A Gaussian Process View on Observation Noise and Initialization in Wide Neural Networks
Sergio Calvo-Ordoñez, Jonathan Plenk, Richard Bergna, Alvaro Cartea, Jose Miguel Hernandez-Lobato, Konstantina Palla, Kamil Ciosek
TL;DR
This work extends the Neural Tangent Kernel (NTK) framework to be practically usable for Gaussian Process (GP) inference on real data. It introduces a weight-space regularizer that injects aleatoric noise into the NTK-GP posterior mean and proves that, in wide networks, the training dynamics remain effectively linear, yielding a closed-form posterior mean with nonzero noise: $f^{\text{lin}}_{\theta_0}(x') = f(x,\theta_0) + \mathbf{\Theta}_{x',x}(\mathbf{\Theta}_{x,x} + \beta I)^{-1}(\mathbf{y} - f(x,\theta_0))$. To accommodate arbitrary prior means, it proposes a shifted-network construction: $\widetilde{f}_{\theta_0}(x,\theta) = f(x,\theta) - f(x,\theta_0) + m(x)$, which, in the infinite-width limit, yields the posterior mean $m(x') + \mathbf{\Theta}_{x',x}(\mathbf{\Theta}_{x,x} + \beta I)^{-1}(\mathbf{y} - m(x))$. A single training run, without ensembling or kernel inversion, suffices to obtain the NTK-GP posterior mean with prior $m$; the method is validated by experiments showing convergence to the linearized model and improved data efficiency when using a learned prior. This work thus enables practical GP inference with NTK-GP on noisy data and arbitrary priors, potentially broadening the applicability of NTK-based Bayesian reasoning in real-world settings.
Abstract
Performing gradient descent in a wide neural network is equivalent to computing the posterior mean of a Gaussian Process with the Neural Tangent Kernel (NTK-GP), for a specific prior mean and with zero observation noise. However, existing formulations have two limitations: (i) the NTK-GP assumes noiseless targets, leading to misspecification on noisy data; (ii) the equivalence does not extend to arbitrary prior means, which are essential for well-specified models.

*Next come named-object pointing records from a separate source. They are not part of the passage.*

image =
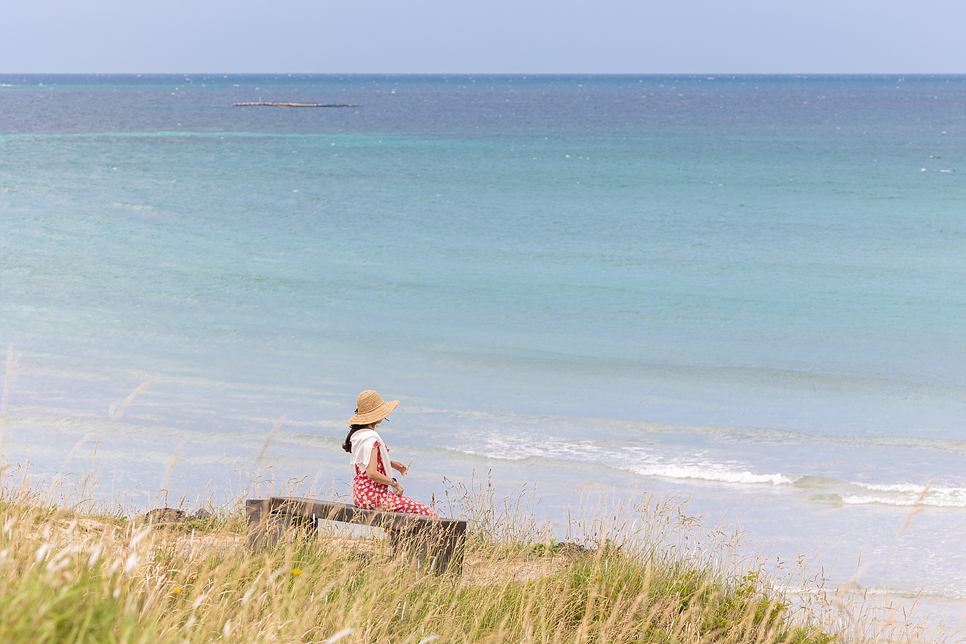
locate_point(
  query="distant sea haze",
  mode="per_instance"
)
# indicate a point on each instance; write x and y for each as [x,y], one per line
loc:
[749,291]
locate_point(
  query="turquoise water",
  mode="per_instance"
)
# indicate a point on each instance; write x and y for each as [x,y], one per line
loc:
[746,290]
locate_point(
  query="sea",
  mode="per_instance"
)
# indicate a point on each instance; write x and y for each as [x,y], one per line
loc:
[744,292]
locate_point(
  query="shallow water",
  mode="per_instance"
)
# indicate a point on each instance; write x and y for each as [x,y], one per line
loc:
[745,290]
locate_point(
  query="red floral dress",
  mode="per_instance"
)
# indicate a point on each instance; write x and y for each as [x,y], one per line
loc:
[368,494]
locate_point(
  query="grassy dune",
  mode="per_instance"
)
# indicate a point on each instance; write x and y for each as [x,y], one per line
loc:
[68,575]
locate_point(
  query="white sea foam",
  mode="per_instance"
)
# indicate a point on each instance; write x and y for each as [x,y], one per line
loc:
[908,495]
[711,472]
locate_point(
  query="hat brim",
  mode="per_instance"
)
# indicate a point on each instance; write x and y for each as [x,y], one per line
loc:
[378,413]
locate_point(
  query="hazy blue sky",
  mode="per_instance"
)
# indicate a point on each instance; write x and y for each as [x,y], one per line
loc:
[604,36]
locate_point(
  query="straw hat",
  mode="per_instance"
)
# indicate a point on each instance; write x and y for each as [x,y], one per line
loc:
[370,407]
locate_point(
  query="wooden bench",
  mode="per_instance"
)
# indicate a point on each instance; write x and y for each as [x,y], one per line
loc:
[433,541]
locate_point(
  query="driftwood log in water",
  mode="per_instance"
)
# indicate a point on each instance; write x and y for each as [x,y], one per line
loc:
[274,104]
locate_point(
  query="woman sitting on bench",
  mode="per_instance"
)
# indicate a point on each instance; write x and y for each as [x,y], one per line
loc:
[372,483]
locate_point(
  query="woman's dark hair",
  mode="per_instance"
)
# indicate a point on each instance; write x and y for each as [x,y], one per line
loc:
[347,445]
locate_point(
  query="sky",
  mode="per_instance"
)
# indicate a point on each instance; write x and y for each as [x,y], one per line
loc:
[486,36]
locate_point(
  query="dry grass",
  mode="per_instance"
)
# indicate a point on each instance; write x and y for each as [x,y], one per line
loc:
[645,571]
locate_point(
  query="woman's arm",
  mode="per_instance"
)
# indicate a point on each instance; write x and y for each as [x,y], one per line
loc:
[372,471]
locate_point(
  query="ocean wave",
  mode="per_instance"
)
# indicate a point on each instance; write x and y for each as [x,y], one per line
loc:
[706,473]
[908,495]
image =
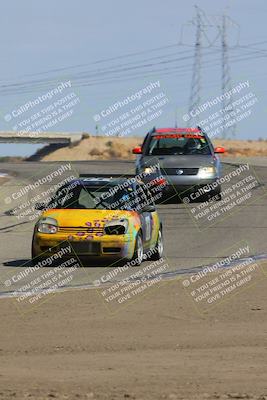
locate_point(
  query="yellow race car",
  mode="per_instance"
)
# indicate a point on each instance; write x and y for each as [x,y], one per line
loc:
[102,218]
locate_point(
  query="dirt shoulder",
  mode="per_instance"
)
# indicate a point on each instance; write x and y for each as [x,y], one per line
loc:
[106,148]
[158,347]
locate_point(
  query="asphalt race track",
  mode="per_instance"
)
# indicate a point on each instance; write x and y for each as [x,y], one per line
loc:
[187,244]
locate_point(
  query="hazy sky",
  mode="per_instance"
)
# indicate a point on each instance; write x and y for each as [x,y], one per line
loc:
[109,50]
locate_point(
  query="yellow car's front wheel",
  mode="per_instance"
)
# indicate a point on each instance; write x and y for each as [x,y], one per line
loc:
[138,250]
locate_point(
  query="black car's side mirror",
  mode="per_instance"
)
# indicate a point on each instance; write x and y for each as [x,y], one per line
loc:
[39,206]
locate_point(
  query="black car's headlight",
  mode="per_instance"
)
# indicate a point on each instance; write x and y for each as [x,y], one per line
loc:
[116,227]
[47,225]
[207,172]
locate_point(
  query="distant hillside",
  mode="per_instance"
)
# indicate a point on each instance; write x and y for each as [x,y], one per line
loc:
[105,148]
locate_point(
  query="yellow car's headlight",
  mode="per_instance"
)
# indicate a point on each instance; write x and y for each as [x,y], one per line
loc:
[116,227]
[47,225]
[207,172]
[148,170]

To address (i), we introduce a regularizer into the training objective, showing its correspondence to incorporating observation noise in the NTK-GP. To address (ii), we propose a \textit{shifted network} that enables arbitrary prior means and allows obtaining the posterior mean with gradient descent on a single network, without ensembling or kernel inversion. We validate our results with experiments across datasets and architectures, showing that this approach removes key obstacles to the practical use of NTK-GP equivalence in applied Gaussian process modeling.